Your mommas so fat, that she's really big.

What has four legs and starts with the letter D? A cow.

Q: Why did the plane crash? A: Because the pilot was a loaf of bread.

What did Chuck Norris say when he saw a cop -Hi

How do you know that an elephant has been in your refrigerator? The door is ripped off and the refrigerator is lying on it's side. All the shelves are strewn around the floor and your food has been partially eaten or simply crushed. You also have costly damage done to your house and most likely a frightened elephant in your house

What's worse than opening your pantry door and finding nothing desirable to eat? Repeated high voltage electrical shocks to the anus.

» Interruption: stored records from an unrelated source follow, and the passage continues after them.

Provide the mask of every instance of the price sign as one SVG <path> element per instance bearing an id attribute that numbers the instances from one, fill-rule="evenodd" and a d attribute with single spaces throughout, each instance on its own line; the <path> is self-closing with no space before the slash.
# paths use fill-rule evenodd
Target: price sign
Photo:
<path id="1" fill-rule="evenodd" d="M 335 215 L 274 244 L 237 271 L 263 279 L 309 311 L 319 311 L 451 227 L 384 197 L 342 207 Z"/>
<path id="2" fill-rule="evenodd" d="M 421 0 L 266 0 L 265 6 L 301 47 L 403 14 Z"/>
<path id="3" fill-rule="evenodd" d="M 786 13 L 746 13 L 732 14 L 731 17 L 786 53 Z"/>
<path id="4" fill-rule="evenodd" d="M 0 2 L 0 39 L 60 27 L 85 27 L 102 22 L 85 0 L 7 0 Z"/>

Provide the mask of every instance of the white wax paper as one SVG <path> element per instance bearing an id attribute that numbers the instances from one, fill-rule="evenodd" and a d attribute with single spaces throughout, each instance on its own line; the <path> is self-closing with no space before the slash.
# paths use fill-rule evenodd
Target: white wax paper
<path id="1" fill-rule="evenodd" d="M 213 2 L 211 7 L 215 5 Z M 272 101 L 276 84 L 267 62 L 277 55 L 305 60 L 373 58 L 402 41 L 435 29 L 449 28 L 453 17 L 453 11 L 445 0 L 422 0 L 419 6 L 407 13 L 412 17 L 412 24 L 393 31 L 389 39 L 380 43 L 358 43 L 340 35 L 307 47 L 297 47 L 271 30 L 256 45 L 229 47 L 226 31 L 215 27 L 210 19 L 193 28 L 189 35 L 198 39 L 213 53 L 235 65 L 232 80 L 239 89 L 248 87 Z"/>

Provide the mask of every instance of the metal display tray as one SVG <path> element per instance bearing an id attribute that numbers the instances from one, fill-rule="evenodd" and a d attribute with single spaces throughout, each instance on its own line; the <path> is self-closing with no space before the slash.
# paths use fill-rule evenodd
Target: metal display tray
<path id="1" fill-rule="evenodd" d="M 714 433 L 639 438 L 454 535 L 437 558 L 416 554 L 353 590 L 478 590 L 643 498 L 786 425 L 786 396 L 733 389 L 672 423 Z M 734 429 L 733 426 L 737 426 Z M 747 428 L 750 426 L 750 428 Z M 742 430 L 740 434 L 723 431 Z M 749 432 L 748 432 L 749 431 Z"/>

Why was the fat guy sad? his daughter is slowly dying of anorexia why was the fat guy sad? his daughter was raped by a giant panda bear

Whats green, lies in a ditch, and is covered in cookie crumbs? A girl scout that got hit by a car

What did the boy with no arms and no legs get for Christmas? A bicycle.

Dylan is gay

I what's the difference between a baby and a watermelon? I don't have 10 watermelons in my basement.

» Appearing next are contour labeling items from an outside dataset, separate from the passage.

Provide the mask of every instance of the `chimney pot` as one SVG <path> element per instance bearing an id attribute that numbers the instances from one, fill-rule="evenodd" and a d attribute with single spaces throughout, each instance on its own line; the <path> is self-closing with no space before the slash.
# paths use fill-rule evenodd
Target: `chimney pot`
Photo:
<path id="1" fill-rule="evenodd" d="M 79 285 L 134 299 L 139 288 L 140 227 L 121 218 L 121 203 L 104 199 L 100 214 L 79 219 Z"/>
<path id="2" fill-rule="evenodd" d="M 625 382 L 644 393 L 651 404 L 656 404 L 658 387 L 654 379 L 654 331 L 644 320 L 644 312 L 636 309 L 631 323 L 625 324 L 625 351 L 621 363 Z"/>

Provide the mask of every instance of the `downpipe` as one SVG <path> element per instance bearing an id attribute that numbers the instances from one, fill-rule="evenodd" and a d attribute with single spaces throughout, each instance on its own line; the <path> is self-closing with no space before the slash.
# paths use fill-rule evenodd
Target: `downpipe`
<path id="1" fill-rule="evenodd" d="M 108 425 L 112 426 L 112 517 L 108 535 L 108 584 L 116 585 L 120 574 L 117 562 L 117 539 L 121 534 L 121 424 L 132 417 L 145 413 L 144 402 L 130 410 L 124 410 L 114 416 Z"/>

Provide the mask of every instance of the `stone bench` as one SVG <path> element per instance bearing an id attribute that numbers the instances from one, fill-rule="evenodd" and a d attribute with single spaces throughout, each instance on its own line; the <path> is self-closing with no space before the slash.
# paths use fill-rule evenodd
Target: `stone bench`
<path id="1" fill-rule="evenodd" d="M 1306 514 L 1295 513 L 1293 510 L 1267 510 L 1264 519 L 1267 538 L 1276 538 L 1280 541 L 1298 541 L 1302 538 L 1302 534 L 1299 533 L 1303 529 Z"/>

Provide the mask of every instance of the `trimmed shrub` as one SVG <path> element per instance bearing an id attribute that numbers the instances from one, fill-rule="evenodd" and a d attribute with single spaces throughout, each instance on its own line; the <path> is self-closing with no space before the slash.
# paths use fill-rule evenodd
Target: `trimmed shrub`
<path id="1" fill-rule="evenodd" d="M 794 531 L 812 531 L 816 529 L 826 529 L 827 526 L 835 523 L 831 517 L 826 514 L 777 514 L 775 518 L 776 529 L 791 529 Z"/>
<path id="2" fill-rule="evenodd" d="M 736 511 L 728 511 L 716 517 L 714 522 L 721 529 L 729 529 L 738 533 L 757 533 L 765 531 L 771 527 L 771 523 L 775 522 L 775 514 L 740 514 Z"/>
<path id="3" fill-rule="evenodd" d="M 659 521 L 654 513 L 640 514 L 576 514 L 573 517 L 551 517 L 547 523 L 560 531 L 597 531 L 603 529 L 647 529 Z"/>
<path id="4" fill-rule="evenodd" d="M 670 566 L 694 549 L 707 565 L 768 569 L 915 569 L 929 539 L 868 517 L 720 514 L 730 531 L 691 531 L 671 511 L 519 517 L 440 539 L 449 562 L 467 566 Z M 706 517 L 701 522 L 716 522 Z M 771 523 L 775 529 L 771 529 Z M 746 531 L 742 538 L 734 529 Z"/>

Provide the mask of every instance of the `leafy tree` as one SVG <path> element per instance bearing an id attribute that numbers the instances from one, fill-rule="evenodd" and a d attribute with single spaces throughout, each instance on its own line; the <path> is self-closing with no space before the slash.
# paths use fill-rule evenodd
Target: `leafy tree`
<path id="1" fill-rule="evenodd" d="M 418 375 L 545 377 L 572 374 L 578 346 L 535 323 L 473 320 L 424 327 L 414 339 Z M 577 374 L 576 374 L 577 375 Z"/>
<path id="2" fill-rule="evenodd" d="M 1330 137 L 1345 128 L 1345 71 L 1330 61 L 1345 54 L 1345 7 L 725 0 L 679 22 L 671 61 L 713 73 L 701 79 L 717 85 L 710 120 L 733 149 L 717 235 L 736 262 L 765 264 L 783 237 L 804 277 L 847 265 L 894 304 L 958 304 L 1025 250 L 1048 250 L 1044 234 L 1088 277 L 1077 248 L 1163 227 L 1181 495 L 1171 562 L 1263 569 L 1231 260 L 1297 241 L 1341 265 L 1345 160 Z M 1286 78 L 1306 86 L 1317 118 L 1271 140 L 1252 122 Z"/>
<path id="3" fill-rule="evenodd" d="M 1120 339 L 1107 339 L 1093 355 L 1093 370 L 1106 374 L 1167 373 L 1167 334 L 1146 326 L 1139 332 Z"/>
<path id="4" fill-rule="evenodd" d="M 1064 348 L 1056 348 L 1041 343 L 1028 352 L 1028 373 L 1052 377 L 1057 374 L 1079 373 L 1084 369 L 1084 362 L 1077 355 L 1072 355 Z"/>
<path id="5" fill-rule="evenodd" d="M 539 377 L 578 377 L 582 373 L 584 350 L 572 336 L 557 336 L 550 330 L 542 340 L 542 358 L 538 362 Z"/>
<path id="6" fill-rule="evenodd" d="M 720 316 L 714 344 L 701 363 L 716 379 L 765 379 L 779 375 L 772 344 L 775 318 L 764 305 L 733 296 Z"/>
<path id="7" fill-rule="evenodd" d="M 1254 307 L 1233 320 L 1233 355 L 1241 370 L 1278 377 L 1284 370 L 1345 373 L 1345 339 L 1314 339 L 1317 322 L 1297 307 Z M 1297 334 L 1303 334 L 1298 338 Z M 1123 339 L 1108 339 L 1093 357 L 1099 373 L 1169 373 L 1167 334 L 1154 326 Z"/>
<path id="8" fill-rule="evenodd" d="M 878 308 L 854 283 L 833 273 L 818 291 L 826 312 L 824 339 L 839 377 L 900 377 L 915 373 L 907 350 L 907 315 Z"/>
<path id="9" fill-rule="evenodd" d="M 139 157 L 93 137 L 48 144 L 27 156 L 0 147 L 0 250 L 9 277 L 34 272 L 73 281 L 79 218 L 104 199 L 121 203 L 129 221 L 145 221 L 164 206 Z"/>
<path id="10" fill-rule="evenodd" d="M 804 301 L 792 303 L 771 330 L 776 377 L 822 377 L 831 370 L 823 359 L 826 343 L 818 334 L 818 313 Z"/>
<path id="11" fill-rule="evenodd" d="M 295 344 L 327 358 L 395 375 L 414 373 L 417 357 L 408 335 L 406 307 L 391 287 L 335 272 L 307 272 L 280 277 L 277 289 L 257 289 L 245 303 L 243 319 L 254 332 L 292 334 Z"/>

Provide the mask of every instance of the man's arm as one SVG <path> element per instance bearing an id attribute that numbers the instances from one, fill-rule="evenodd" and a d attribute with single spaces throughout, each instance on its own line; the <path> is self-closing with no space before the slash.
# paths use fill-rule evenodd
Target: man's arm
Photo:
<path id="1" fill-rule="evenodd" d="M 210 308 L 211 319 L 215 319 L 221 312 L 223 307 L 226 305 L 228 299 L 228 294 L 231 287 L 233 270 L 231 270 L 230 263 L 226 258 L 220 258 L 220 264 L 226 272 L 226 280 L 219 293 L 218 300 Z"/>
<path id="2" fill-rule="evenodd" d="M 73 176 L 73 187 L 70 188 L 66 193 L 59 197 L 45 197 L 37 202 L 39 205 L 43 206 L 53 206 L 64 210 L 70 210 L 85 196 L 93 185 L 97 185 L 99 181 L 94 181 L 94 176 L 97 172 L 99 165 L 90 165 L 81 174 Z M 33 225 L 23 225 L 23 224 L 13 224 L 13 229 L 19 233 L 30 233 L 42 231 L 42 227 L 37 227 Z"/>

Two tomatoes walk across the street and manage to get over safely. COME ON MUSTARD!

Q: What's brown and sticky? A: Anal

Q. Knock knock A. Who's there Q. DEEZ A. DEEZ who A. DEEZ NUTZ HA GOT EEEEEM

ati jokes are not to be funny. what about u

And the Lord said unto John, "Come forth and receive eternal life." But John came fifth and won a toaster.

Cut off your fingers and lose weight fast!!!

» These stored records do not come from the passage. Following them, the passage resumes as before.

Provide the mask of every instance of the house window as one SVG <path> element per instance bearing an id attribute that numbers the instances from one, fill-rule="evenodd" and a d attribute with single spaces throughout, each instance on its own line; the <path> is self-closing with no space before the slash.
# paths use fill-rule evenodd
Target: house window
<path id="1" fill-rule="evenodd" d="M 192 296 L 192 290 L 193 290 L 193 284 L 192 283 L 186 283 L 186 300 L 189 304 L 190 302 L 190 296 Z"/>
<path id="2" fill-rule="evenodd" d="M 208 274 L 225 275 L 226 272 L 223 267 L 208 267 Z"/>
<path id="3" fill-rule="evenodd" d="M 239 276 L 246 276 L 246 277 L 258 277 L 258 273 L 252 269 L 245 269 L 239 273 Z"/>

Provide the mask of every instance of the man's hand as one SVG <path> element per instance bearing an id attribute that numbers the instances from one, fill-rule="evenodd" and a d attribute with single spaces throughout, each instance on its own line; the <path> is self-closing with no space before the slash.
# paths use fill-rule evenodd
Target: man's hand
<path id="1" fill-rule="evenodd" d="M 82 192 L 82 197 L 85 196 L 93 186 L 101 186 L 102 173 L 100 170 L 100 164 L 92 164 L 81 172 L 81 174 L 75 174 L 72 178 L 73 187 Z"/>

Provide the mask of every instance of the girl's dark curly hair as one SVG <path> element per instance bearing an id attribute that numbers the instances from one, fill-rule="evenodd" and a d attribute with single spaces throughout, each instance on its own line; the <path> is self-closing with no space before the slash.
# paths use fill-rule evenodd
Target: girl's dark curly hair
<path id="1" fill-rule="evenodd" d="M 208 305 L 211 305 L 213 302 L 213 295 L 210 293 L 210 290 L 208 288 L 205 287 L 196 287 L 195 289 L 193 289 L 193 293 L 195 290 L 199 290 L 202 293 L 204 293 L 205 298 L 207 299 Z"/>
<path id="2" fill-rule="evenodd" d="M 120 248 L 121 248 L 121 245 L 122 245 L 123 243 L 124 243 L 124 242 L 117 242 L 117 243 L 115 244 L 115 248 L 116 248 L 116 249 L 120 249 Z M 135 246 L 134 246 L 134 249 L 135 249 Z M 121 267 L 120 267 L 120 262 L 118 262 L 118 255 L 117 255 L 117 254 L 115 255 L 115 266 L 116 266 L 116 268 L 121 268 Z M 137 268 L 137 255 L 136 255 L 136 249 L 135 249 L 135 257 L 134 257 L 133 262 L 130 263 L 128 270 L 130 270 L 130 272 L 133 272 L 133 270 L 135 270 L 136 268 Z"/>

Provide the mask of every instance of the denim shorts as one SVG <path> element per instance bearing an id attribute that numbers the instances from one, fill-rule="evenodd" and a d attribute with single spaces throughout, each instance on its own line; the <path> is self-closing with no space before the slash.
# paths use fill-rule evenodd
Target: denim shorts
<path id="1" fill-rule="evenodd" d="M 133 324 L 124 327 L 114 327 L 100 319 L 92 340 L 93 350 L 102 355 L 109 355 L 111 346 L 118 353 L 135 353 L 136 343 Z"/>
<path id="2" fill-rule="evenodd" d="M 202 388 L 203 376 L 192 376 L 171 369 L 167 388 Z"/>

I went to the zoo the other day there was only one dog in it, it was a shitzu. By Nathan Luque CARROTS!!!

Why did a mass amount of people move to Florida? They came to murder their children and get away with it.

Why did the chicken cross the playground? Thats what she said

What is black, white, and red all over? A penguin in a blender.

What's worse than stepping on a snail? Stepping on a bear trap.

What's white and hides in a tree. A refrigerator.

Once upon a time there was a nice old man who loved to ride his bike... He unfortunately died when he had a heart attack.

Anti Joke

What are Antijokes? Anti Jokes (or Anti Humor) is a type of comedy in which the uses is set up to expect a typical joke setup however the joke ends with such anticlimax that it becomes funny in its own right. The lack of punchline is the punchline.

Our Updated iOS App!

We've just released huge update to the iOS app! Now, access all your favorite text and photo sites like Anti-Joke, DIYLOL! A few things didn't make the original cut (like comments) but they'll be back soon. Best of all, the app is now FREE! Get it here.

The Anti Joke Book


NEW ANTI-JOKE BOOK!  Now that we've resolved the printing issues with our publisher, check out the BRAND SPANKING NEW Anti-Joke Book!

MOAR??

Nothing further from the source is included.